La consecuencia es que la ira resulta especialmente letal en aquellos
que ya padecen la enfermedad cardíaca. Por ejemplo, un estudio de la
Facultad de Medicina de Stanford llevado a cabo con 1.012 hombres y
mujeres que habían sufrido el primer ataque cardíaco y de quienes se
hizo un seguimiento durante ocho años, demostró que los hombres que
eran más agresivos y hostiles al principio padecían el más elevado
índice de segundos ataques cardíacos. Hubo resultados similares en un
estudio de la Facultad de Medicina de Yale realizado con 929 personas
que habían sobrevivido al ataque cardíaco y de quienes se hizo un
seguimiento durante diez años. Aquellos que fueron catalogados como
personas que se enfurecen fácilmente tenían tres veces más
probabilidades de morir por paro cardíaco que aquellos que tenían un
temperamento más sereno. Si también tenían elevados niveles de
colesterol, el riesgo añadido por la ira era cinco veces más alto. Los
investigadores de Yale señalaron que puede no ser la ira sola la que
aumente el riesgo de muerte por enfermedad cardíaca, sino más bien la
intensa emocionalidad negativa de cualquier clase que envía regularmente
a todo el organismo ataques hormonales causados por el estrés.

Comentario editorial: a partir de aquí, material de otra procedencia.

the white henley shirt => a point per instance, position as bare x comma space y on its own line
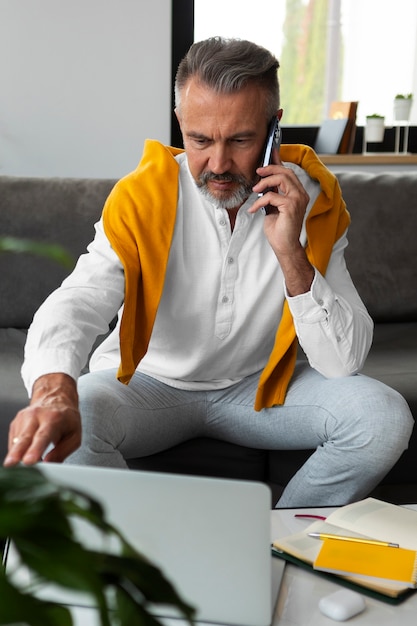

Pero en general los vínculos científicos más fuertes entre emociones y
enfermedad cardíaca son los que existen con la ira: un estudio de la
Facultad de Medicina de Harvard pidió a más de mil quinientos hombres y
mujeres que habían sufrido un ataque cardíaco que descubrieran su
estado emocional en las horas anteriores al mismo. El hecho de estar
furiosos duplicó con creces el riesgo de paro cardíaco en personas que
ya sufrían enfermedad cardíaca: el riesgo elevado se prolongaba durante
una o dos horas después de provocada la ira. Estos descubrimientos no
significan que se debería intentar suprimir la ira cuando esta es
adecuada. En efecto, existen pruebas de que tratar se suprimir
completamente tales sentimientos en el calor del momento hace que
aumente la agitación del cuerpo y que pueda aumentar la presión
sanguínea. Por otra parte, el efecto de ventilar la ira en cada ocasión
sencillamente es alimentarla, convirtiéndola en una respuesta más
probable a cualquier situación fastidiosa. Williams resuelve esta
paradoja al llegar a la conclusión de que el hecho de que la ira se
exprese o no resulta menos importante que el hecho de saber si es
crónica o no. Una muestra ocasional de hostilidad no es peligrosa para
la salud; el problema surge cuando la hostilidad se vuelve tan
constante que define un estilo personal antagonista, un estilo marcado
por repetidos sentimientos de desconfianza y cinismo y por la tendencia
a los comentarios desdeñosos y a los desprecios, así como a arranques
temperamentales y ataques de ira más evidentes. La noticia
esperanzadora es que la ira crónica no es necesariamente una sentencia
de muerte: la hostilidad es un hábito que puede modificarse. Un grupo
de pacientes cardíacos de la Facultad de Medicina de la Universidad de
Stanford participó en un programa destinado a ayudarlos a suavizar las
actitudes que les provocaban mal humor.
Este entrenamiento de control de la ira dio como resultado un 44%
menos del índice de un segundo ataque cardíaco que en aquellos que no
habían intentado cambiar su hostilidad. Un programa diseñado por
Williams había tenido resultados igualmente beneficiosos. Al igual que
el programa de Stanford, este enseñaba los elementos básicos de la
inteligencia emocional, sobre todo el tener conciencia de la ira cuando
esta empieza a producirse, la habilidad para regularla una vez que ha
comenzado. Se pide a los pacientes que tomen nota de las ideas cínicas u
hostiles a medida que reparan en ellas. Si estos pensamientos
persisten, intentan cortarlos diciendo (o pensando) "Basta!". Y se los
estimula a reemplazar expresamente los pensamientos cínicos o recelosos
por otros razonables durante estas situaciones: por ejemplo, si un
ascensor se retrasa, deben buscar una razón positiva en vez de acumular
ira contra alguna persona supuestamente desconsiderada que puede ser
el responsable de la demora. En el caso de encuentros frustantes,
aprenden a ver las cosas desde la perspectiva de la otra persona: la
empatía es un bálsamo para la ira.(algo así como tratar de ver desde el
punto de vista de el otro. La empatía es lo contrario la antipatía).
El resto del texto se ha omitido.